We use quantum chemical methods, primarily Density Functional Theory (DFT), to explore the molecular structure, bonding and reactivity of chemical systems, particularly those involving transition metal ions.
Transition metal complexes exhibit an enormous variety of structures including classic inorganic coordination compounds, polynuclear transition metal clusters, organometallic complexes and the metal sites in metalloproteins. The calculation of the electronic structure and properties of these structures however, remains a challenging area of study due to the open-shell nature of many of these systems. Even with the enormous developments in computer hardware, electronic structure calculations on open-shell metal systems using ab initio molecular-orbital methods are still a formidable task, due to the high level of electron correlation present, and really only feasible on the simplest systems.

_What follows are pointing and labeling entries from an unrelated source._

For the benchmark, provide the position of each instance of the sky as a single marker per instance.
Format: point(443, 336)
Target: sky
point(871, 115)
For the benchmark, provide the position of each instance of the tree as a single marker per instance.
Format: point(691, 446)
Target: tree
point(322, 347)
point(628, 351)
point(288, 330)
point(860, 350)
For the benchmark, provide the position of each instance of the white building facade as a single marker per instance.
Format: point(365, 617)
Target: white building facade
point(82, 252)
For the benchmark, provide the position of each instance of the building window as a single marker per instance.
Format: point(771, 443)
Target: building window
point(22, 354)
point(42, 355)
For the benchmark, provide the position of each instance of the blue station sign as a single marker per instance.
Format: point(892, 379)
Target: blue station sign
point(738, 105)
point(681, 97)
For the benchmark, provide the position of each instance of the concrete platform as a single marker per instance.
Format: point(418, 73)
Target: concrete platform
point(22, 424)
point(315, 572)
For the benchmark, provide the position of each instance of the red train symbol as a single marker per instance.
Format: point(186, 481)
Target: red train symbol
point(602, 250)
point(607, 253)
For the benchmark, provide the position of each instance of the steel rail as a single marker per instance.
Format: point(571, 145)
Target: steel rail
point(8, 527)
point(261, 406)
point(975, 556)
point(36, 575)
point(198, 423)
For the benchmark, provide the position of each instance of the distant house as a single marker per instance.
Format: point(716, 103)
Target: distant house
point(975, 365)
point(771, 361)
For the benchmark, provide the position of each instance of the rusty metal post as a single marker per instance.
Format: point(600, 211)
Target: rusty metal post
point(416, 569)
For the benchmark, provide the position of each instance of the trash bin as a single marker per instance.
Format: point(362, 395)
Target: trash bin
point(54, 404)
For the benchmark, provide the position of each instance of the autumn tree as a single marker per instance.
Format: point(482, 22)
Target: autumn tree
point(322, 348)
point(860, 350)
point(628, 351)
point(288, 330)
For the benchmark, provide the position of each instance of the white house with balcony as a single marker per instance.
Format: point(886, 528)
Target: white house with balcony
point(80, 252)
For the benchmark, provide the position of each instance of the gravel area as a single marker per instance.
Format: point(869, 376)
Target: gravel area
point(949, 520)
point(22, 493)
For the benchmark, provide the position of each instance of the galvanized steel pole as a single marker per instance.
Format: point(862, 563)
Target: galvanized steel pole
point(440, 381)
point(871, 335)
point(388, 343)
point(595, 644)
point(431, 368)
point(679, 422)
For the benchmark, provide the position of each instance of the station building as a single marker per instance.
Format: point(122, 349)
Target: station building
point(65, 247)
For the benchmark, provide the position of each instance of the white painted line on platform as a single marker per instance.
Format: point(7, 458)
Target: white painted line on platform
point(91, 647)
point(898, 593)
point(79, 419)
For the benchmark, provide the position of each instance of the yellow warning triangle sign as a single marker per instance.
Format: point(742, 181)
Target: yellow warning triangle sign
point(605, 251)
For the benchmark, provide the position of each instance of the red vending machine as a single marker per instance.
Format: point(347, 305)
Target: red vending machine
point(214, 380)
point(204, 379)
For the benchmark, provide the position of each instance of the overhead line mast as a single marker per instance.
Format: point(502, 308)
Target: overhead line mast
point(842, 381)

The development of very fast desktop computers and highly efficient computer algorithms in recent years has resulted in DFT becoming an extremely powerful and reliable theoretical technique, ideally suited to the study of transition metal systems, including their structural, magnetic and spectroscopic properties. Because of the computational expediency of DFT methods, even large structures can be easily handled. Furthermore, the inclusion of electron correlation implicit within DFT ensures that the calculated properties are often in as good or even better agreement with experiment than high-level ab initio methods. More recently, the development of hybrid QM/MM and QM/QM methods has allowed calculations on extremely large systems containing many hundreds or even thousands of atoms, making it now possible to treat biomolecules containing metal ions.
Transition metal ions also play a crucial role in a number of important industrial and biological processes, and increasingly DFT is emerging as an indispensable theoretical tool to probe the mechanistic and energetic aspects underlying these processes.